The effect lasted for around three hours. By 24 hours, it appeared to have fully worn off with the next batch of sperm swimming normally.

One of the scientists, Dr. Melanie Balbach from Weill Cornell Medicine in New York, said it showed promise as a reversible, easy-to-use contraceptive.

If it does ultimately work in humans, men might be able to take it only when, and as often, as needed. They could make day-to-day decisions about their fertility.

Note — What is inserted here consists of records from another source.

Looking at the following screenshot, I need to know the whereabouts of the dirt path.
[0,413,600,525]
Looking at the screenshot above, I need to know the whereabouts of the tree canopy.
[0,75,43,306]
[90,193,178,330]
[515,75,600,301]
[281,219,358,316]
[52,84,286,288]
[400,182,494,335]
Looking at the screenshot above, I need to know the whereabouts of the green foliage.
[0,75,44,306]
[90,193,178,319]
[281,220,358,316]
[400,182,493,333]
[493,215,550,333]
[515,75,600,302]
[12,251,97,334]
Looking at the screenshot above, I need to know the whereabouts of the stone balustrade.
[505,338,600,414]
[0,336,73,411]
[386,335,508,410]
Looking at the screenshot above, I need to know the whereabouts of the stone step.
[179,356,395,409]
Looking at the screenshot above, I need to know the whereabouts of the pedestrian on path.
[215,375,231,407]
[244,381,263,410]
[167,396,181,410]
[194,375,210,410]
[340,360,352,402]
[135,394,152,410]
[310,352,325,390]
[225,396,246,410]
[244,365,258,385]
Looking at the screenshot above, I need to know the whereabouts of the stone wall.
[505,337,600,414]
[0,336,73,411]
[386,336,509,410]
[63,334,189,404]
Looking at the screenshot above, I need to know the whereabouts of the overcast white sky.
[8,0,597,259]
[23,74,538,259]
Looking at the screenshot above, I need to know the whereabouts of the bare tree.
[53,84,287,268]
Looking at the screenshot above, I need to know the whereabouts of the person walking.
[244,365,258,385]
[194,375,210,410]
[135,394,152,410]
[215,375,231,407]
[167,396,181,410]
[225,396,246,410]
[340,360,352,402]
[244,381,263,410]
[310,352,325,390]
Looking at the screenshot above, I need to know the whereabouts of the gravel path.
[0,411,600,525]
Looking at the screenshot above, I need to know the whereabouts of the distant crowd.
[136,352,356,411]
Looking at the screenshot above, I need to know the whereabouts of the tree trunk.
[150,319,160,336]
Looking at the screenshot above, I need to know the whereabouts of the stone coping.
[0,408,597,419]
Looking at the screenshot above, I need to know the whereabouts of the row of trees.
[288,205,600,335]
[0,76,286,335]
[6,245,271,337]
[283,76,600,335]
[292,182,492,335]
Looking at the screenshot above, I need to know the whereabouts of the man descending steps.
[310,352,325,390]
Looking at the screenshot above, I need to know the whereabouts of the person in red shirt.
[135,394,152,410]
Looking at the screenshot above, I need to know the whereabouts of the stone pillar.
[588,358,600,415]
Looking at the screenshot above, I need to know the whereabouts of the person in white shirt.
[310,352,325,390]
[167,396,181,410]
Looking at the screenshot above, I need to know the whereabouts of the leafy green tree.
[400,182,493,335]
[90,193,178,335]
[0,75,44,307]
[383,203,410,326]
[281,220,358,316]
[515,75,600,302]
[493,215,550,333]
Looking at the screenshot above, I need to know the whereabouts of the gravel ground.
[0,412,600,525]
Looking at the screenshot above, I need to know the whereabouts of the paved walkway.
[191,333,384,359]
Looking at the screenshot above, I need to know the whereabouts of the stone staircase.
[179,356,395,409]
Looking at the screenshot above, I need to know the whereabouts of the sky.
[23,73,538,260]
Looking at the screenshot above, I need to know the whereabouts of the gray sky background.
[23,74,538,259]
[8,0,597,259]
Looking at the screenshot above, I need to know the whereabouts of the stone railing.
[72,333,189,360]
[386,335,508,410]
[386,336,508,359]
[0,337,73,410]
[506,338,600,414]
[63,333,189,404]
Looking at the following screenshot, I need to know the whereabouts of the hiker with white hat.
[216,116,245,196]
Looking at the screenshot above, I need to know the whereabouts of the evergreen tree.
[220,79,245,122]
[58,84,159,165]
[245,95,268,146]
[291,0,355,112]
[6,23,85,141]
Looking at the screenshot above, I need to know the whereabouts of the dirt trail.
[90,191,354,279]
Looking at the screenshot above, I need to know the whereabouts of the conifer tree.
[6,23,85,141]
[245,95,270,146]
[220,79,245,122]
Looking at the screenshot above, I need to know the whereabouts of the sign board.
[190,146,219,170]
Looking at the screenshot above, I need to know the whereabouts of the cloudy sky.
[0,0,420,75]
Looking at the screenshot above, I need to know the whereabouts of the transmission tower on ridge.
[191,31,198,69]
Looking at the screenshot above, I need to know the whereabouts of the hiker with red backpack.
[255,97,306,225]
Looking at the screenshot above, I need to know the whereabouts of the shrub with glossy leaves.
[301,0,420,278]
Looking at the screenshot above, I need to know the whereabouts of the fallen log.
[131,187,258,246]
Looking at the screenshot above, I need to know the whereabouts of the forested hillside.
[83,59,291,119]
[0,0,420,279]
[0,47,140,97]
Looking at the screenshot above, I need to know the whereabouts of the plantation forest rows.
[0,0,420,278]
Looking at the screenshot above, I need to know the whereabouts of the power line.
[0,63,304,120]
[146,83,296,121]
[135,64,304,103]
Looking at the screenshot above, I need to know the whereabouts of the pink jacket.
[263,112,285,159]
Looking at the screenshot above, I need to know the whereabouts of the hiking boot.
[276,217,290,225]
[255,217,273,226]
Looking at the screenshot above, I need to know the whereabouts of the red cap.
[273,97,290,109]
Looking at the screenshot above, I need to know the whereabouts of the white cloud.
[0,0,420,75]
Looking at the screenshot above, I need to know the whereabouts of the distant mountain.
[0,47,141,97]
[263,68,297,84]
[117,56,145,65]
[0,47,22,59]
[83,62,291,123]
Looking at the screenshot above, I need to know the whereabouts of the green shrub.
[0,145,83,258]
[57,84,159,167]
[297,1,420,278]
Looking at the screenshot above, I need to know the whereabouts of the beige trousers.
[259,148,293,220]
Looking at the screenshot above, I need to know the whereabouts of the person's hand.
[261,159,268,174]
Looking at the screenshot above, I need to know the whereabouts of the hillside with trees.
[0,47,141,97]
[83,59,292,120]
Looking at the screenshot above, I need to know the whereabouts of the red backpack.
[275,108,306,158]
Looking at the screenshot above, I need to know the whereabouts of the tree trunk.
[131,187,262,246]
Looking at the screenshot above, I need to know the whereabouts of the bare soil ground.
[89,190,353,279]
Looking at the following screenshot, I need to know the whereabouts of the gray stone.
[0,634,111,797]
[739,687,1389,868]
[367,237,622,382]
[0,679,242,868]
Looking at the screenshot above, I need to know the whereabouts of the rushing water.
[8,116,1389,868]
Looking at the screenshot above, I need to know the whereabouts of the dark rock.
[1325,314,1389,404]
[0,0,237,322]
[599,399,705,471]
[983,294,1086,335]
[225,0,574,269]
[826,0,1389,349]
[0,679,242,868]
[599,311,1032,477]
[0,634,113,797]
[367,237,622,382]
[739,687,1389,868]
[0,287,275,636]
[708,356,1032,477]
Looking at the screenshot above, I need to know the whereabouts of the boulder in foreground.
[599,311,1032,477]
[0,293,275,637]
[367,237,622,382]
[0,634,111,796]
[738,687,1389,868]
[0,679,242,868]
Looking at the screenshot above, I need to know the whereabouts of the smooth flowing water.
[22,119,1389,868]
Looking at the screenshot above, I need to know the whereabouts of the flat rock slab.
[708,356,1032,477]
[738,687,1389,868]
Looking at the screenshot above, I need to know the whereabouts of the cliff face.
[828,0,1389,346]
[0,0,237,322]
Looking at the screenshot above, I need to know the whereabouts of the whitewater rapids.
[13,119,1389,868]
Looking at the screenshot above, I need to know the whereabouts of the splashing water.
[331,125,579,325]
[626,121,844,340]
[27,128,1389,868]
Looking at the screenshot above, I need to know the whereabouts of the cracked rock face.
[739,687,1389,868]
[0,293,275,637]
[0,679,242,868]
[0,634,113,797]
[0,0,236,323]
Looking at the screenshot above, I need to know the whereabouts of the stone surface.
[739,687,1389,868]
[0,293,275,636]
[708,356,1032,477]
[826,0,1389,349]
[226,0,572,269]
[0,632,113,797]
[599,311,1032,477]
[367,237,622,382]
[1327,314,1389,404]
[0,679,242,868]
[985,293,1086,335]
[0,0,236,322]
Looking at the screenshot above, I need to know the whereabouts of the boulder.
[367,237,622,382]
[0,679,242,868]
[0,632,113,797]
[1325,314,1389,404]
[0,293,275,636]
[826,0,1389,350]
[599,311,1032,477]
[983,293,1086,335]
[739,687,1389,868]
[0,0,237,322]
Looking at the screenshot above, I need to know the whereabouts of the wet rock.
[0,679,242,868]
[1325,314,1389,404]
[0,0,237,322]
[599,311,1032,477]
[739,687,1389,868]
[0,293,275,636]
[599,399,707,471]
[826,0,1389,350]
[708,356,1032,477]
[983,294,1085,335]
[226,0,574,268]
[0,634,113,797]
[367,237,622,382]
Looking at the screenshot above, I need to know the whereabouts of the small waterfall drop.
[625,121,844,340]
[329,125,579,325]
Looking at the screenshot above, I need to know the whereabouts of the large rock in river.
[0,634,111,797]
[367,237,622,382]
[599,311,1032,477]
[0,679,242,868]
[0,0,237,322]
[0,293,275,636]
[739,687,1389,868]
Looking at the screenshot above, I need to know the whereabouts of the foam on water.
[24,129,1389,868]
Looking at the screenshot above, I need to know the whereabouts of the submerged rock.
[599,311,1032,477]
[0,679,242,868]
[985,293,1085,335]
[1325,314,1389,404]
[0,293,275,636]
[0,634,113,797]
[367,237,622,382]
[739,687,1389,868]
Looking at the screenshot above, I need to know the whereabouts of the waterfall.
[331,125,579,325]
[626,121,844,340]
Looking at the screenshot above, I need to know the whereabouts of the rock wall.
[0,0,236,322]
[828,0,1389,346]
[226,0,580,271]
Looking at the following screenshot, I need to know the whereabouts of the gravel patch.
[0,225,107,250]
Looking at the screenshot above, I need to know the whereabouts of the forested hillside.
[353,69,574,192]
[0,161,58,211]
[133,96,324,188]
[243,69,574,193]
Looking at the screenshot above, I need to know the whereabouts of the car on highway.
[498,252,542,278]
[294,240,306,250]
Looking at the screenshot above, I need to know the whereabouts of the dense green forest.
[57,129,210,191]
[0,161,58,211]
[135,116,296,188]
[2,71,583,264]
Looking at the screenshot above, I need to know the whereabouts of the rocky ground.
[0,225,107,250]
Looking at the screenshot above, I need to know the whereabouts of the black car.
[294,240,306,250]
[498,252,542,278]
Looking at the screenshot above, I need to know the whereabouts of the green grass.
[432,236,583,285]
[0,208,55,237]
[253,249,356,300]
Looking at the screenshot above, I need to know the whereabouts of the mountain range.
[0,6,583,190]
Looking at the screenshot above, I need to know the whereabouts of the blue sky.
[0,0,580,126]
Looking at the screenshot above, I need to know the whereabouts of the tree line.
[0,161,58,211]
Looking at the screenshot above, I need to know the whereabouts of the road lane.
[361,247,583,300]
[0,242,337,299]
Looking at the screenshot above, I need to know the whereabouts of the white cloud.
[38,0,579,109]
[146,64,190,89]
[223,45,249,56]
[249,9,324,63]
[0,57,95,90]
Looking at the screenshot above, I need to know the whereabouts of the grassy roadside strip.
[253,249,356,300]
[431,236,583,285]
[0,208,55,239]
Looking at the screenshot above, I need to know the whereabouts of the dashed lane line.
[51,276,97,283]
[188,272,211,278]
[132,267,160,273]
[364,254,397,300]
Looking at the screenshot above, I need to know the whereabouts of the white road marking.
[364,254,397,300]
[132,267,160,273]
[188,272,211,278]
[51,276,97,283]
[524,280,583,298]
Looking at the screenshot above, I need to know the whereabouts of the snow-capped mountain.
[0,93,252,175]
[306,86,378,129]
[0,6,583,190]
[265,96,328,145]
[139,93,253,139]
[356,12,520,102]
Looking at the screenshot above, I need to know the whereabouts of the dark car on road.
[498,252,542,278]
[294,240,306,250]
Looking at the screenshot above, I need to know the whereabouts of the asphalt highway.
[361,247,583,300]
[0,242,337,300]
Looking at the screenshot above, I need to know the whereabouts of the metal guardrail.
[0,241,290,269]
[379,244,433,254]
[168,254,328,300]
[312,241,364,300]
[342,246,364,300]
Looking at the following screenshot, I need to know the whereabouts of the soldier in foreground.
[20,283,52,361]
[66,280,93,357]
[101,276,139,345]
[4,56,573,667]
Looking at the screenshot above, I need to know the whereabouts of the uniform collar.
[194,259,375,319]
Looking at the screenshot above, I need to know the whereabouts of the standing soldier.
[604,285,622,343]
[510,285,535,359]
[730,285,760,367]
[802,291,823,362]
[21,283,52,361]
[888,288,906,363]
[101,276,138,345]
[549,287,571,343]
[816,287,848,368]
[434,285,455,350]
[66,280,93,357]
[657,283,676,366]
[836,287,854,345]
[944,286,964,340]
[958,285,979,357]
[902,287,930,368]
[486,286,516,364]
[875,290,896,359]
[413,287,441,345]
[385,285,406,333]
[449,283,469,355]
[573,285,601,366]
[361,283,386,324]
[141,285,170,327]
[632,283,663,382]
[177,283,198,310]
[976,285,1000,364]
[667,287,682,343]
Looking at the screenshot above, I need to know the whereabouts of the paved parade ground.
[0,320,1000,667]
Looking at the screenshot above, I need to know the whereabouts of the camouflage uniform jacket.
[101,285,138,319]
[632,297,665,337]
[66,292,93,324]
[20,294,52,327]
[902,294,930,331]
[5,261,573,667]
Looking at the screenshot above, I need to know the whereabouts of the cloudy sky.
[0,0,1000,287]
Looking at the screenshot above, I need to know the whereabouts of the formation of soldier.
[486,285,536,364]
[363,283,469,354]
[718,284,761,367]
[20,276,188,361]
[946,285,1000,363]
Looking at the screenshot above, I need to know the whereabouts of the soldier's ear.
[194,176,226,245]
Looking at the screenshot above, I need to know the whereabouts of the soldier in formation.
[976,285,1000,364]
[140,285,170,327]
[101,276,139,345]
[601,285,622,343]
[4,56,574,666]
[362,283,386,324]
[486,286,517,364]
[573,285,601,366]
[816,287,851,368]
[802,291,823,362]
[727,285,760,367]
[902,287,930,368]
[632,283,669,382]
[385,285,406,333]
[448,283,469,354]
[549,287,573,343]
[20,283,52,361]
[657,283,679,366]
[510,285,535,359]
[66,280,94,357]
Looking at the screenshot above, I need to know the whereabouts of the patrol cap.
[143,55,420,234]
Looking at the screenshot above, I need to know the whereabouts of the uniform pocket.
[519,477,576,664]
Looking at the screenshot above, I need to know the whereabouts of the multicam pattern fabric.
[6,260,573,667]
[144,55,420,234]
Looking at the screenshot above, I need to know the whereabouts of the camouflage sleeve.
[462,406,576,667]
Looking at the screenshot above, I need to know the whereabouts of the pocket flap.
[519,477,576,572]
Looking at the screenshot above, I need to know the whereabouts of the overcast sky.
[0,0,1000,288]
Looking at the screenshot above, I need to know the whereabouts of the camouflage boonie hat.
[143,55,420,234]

But it would not protect against sexually transmitted infections, experts warn. Condoms would be needed for that.

Prof Allan Pacey, professor of andrology at the University of Sheffield, said: “There is a pressing need for an effective, reversible, oral contraceptive for men and although many different approaches have been tested over the years, none has yet reached the market.

“The approach described here, to knock out key enzyme in sperm that is critical for sperm movement, is a really novel idea. The fact that it is able to act, and be reversed, so quickly is really quite exciting.

“If the trials on mice can be replicated in humans with the same degree of efficacy, then this could well be the male contraceptive approach we have been looking for.

“They have done some tests on human sperm in the laboratory and it works in exactly the same way. So that, I think, really does open up the prospects that we can have some human trials.”

Meanwhile, other researchers have been looking at a slightly different pathway to halt sperm swimming, by blocking a protein on the surface of sperm.